福澤諭吉に関する著書も多い著者が、彼の足跡をたどりながら、合理主義者でかつすべての人に優しい福澤諭吉の考え方を明らかにしている。
福澤諭吉が、緒方洪庵の適塾で蘭学を学んでいたことは知っていたが、学んだ本の中に、ファラデーの電気説など物理学の本があったことは知らなかった。江戸時代に今の理工系の合理的考え方を学んで、これが福澤の論理的、客観的な考え方を生み出したのだろう。
共感した(私などが恐縮だが)箇所を2つだけ挙げる。
福澤のよく使用した言葉に、「徳教は目より入りて耳より入らず」があります。
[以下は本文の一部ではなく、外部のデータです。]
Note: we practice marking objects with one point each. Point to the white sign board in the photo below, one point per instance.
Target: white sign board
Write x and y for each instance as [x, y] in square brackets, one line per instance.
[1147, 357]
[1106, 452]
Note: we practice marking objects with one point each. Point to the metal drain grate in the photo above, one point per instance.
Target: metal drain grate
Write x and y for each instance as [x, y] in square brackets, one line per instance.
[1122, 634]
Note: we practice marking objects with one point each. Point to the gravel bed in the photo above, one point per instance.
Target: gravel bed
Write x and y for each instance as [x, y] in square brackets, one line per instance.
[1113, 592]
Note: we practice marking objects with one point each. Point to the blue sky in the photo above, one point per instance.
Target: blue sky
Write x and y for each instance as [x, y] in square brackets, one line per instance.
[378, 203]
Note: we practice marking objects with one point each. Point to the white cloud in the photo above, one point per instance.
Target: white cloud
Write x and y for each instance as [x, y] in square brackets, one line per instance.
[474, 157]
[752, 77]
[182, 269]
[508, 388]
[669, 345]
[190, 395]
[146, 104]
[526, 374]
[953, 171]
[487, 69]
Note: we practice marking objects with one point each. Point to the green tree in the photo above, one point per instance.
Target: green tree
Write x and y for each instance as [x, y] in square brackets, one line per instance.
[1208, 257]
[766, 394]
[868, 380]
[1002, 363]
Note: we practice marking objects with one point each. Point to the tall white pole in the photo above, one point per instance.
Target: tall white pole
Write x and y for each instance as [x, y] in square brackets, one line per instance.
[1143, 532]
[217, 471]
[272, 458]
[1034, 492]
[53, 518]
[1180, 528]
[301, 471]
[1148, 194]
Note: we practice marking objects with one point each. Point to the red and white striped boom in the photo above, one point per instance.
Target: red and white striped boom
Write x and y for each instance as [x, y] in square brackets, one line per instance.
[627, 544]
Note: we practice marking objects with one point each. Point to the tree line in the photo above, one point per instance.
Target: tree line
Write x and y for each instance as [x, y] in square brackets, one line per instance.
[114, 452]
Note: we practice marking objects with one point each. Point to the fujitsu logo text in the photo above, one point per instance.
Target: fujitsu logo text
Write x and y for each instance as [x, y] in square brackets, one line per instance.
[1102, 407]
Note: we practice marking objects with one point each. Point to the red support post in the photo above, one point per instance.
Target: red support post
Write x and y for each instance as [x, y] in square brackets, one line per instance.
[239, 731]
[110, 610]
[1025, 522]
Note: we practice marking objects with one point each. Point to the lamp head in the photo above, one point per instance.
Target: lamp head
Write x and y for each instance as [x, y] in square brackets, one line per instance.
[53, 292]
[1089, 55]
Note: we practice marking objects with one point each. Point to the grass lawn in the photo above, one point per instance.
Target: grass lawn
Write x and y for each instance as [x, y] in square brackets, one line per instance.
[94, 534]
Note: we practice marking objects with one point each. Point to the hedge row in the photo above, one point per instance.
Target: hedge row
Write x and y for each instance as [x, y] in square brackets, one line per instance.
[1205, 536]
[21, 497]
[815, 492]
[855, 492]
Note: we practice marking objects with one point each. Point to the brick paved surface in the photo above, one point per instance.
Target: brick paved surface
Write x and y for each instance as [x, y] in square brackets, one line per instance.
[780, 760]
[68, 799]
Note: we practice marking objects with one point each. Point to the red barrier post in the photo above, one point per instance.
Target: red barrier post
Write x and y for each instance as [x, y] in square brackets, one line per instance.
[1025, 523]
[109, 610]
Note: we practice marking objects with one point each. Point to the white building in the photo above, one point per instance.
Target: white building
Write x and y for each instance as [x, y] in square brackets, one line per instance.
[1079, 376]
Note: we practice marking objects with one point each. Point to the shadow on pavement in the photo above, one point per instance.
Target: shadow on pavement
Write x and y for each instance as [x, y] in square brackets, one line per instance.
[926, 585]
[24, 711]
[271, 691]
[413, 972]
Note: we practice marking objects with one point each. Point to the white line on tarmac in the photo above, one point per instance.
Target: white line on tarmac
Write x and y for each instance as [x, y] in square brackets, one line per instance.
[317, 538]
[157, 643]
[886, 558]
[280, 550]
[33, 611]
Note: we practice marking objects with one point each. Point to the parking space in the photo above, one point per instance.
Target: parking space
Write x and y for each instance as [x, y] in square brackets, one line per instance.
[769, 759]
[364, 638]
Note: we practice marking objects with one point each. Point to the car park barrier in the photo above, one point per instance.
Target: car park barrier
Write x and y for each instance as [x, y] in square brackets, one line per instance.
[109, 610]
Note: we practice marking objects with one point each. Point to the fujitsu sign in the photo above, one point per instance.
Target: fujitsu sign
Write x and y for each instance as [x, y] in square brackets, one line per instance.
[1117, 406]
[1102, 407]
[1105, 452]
道徳の教は、教える者が、先ず実践躬行(じせんきゅうこう=自ら実際に行うこと)、以って子弟にその手本を示すことが大事だということであります。
(偉そうなことをいう政治家に聞かせたいですね)
ある漢学の先生が生徒に“忍”という言葉の意味を教えていたところが、ある生徒は、先生がどんなに手をつくしても、さっぱりこれを理解しない。とうとう頭にきた先生は傍らにあった木片で生徒を打ったという話です。生徒に忍耐を教えていながら、先生自身、忍という言葉の意味を身につけていなかったということです。
桑原三郎は、1926年群馬県沼田市生れ。教育者、児童文学者、文学博士。
1948年慶応義塾大学文学部卒業。慶應義塾幼稚舎諭、慶応義塾大学文学部講師
1990年白百合女子大学児童文学学科教授
2009年1月死去
著書
1988年『福沢先生百話』(福沢諭吉協会)
2002年『児童文学の心』(慶應義塾大学出版会)
2003年『徹底大研究 日本の歴史人物シリーズ〈7〉福沢諭吉』(ポプラ社)
他、『汽車のえほん』全26冊、ポプラ社など
私の評価としては、★★★★☆(四つ星:お勧め)
とくにこの本でなくても良いのだが、福澤諭吉の人となりに関する本は一度読んでおくべきと思った。私も、本来はまず原点の『福翁自伝』を読むべきだと思うのだが、当然のことながら表現が古いので決心がつかない。
福澤諭吉は人を呼び捨てにしない人でした。その夫人も、その子女も、慶応義塾の若い塾生も、一様に「さん」づけで呼んだのです。
この点は私と同じで、「職場での呼び方」に経緯を書いた。ただし、私の場合、息子だけは、「くん」づけなのだが。
門閥制度は親の敵(かたき)と記し福澤諭吉ではありますが、明治以降も(元中津藩主の)奥平家のために尽くした筆頭の礼儀に人でもあったのであります。
福澤が、当主奥平九八郎宛に明治21年に出した手紙の最後の宛名の所に、「殿様」とある。私には、そんな福澤諭吉が、封建制を脱しきれなかった人ではなく、とても温かく、心の広い人で、好ましく思える。
福澤が朝鮮からの留学生を支援した関係で、第7章で、33ページを使って、大院君、閔妃(びんひ)など朝鮮の近代史を語っている。私は、もっとも近い国のことなのに、朝鮮の歴史にはほとんど無知だったので、おおいに参考になった。このあたりは、よって立つ立場により評価が180度違うのだろうが、私には著者はきわめて公正に語っていると思える。